Они расцеловались по-родственному, невзирая на принадлежность к разным лагерям, а, может быть, именно поэтому. Хозяин дома налил себе и брату по бокалу бургундского вина, которое регулярно выписывал из Франции. Кузены выпили за встречу.

— Ну, как дела? — поинтересовался Василий, чтобы начать разговор. — Как супруга и дети?

— Потихонечку, — откликнулся Борис, глядя сквозь хрусталь на темно-красное вино. — Мария Федоровна передает тебе поклон. Дети непоседливы и очаровательны одновременно.

Но я к тебе не за этим приехал. Время уже позднее, и меня ждут дома. Так что, если не возражаешь, я a limine[8] перейду к делу.

Такое начало разговора не сулило ничего хорошего, но слишком велико было искушение узнать, что заставило кузена просидеть несколько часов в ожидании хозяина дома, и князь Василий кивнул, сделав приглашающий жест. Борис кивнул в ответ и задумался, прикидывая, как лучше справиться со своим делом.

— Послушай, Василий, — начал он вкрадчиво, — обязанности дядьки царя весьма многогранны. Являясь таковым, я должен помогать Петру Алексеевичу и его матери, царице Наталье Кирилловне, во всех делах… Можно, я задам тебе один вопрос?

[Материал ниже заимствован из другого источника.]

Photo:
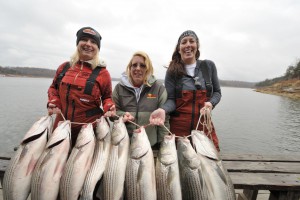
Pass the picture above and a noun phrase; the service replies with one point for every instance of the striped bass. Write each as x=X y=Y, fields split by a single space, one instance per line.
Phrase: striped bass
x=140 y=170
x=78 y=164
x=49 y=168
x=17 y=177
x=218 y=183
x=101 y=152
x=114 y=174
x=167 y=171
x=192 y=182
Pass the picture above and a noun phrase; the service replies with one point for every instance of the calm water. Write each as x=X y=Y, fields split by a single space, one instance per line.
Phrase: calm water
x=246 y=121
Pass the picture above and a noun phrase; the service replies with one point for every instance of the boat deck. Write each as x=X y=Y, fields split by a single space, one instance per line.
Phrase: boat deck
x=255 y=177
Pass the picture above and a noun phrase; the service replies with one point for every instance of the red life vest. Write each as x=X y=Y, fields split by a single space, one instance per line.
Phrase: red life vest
x=80 y=96
x=188 y=105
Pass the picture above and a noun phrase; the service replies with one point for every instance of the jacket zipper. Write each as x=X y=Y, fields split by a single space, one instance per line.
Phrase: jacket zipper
x=193 y=110
x=73 y=110
x=67 y=100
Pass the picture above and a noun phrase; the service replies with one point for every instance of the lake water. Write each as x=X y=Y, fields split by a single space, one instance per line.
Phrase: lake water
x=245 y=121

— Спрашивай, если смогу, то отвечу.

— Какие отношения тебя сейчас связывают с царевной? Ты все еще любишь ее, или морок уже прошел? — Князь Василий развел руками, давая понять, что сам не знает. — Потому что если ты любишь Софью, то, боюсь, от нашего разговора будет мало прока.

Помявшись немного, хозяин дома приподнял бокал, показывая, что пьет за гостя, и сделал глоток.

— Говори!

— Знаешь ли ты, что Софья вовсю крутит хвостом с Федькой Шакловитым? Смотри, Василий, еще немного — и она вычеркнет тебя из своей жизни как ненужную вещь.

— Не говори чепухи! Кто тебе сказал такую глупость?

— У меня тоже есть свои осведомители.

— Софья Алексеевна никогда этого не сделает! Скажу по совести, я был бы только счастлив, если бы она нашла себе достойного возлюбленного. Но она весьма привязана ко мне, даже слишком.

— Ой ли? Когда ты последний раз с ней спал? Молчишь? То-то же! Как только ты уйдешь в поход, Шакловитый запрыгнет к ней в постель раньше, чем ты остановишься на первый привал, и ты будешь ей уже не нужен. А уж когда вернешься из Крыма… Слушай, Вася, я тебе скажу две неприятные вещи. Во-первых, крымчан вам не одолеть. Ни с помощью Бога, ни без оной. Во-вторых, если только ты опять проиграешь военную кампанию, то Софья тебе этого никогда не простит.